Lastly, if you count yourself among the community members who now live in fear understand that the cabal has you right where they want you, right where they intend to keep you, and right where you can’t help but communicate your destructive paranoia to your children.
The other elephant in the room is that we DO NOT talk about the demographics of the majority of suspects who are committing violent acts against asians. It seems that those in the liberal utopia of the bay area are terrified to acknowledge. Interestingly we now have the BART pipeline running right from the east bay. Things that make you go hmmmm
Phu Tan Elli, I don’t understand what your objective is here. Are you trying to be helpful or hurtful? I’m sorry if this article upsets you in a way that we should be dismissive of what’s going on, but we cannot rule out that there has been increased and continuing acts that cause the fear you speak of. It’s inevitable to be fearful. what’s not ok is to just vocalize how sad we are and make us feel diminished for not acting in the way you expect (which I’m still not sure what you want people to do, but we’re not going to do absolutely nothing). People are fearful, we always were. but being fearful should not equate to inactivism. As if everything is fine. and if there is something else we need to address, ok let’s talk about it. But what you’re doing is exactly what “the cabal” is doing: oppression. you didn’t suggest any solutions. your tone seems already hell-bent on just thinking we’re fools, you seem upset about this community almost as if it’s personal. Because reading all your points, I don’t know how anyone would understand you. Worst case they probably think you’re attacking us: is this how you solve problems? What I think the community is doing is being precautious. People are volunteering, so we are not as fearful. And the children won’t be fearful, right now they are angry.
1.”I’m sorry if this article upsets you in a way that we should be dismissive of what’s going on…” — SOMEONE TRYING TO HELP
The article is about Japantown where nothing is going on yet fear is being stoked.
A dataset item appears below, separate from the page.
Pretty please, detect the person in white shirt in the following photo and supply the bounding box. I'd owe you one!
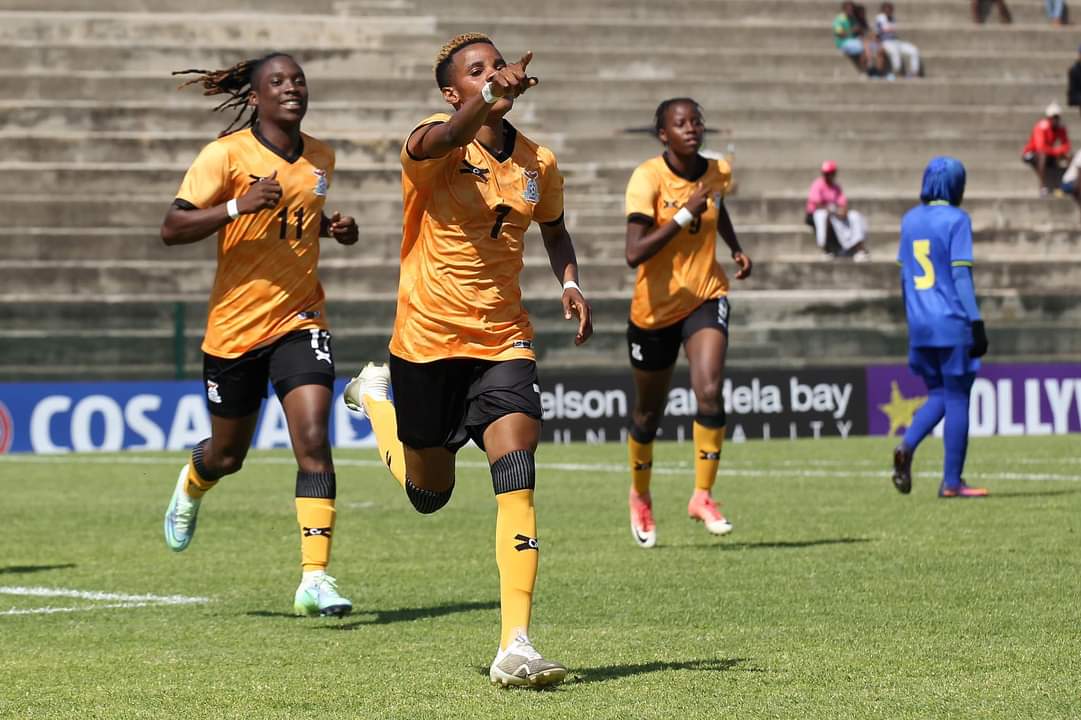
[875,2,920,78]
How is that healthy, especially for the most vulnerable (the young and old)?
2.. “increased and continuing acts that cause the fear…” — STTH
The acts of which you speak have occurred elsewhere, in areas affected by circumstances that in no way resemble those in Japantown.
3. “People are fearful, we always were.” — STTH
If that is true it is an unfortunate, destructive mindset not supported by crime statistics.
4. “your tone seems already hell-bent on just thinking we’re fools…” STTH
I’m not hell-bent on any such thing, despite the fact that you’re acting like fools.
5. “People are volunteering, so we are not as fearful. And the children won’t be fearful, right now they are angry.” — STTH
Revisit what you wrote in #3, then try to get a grip.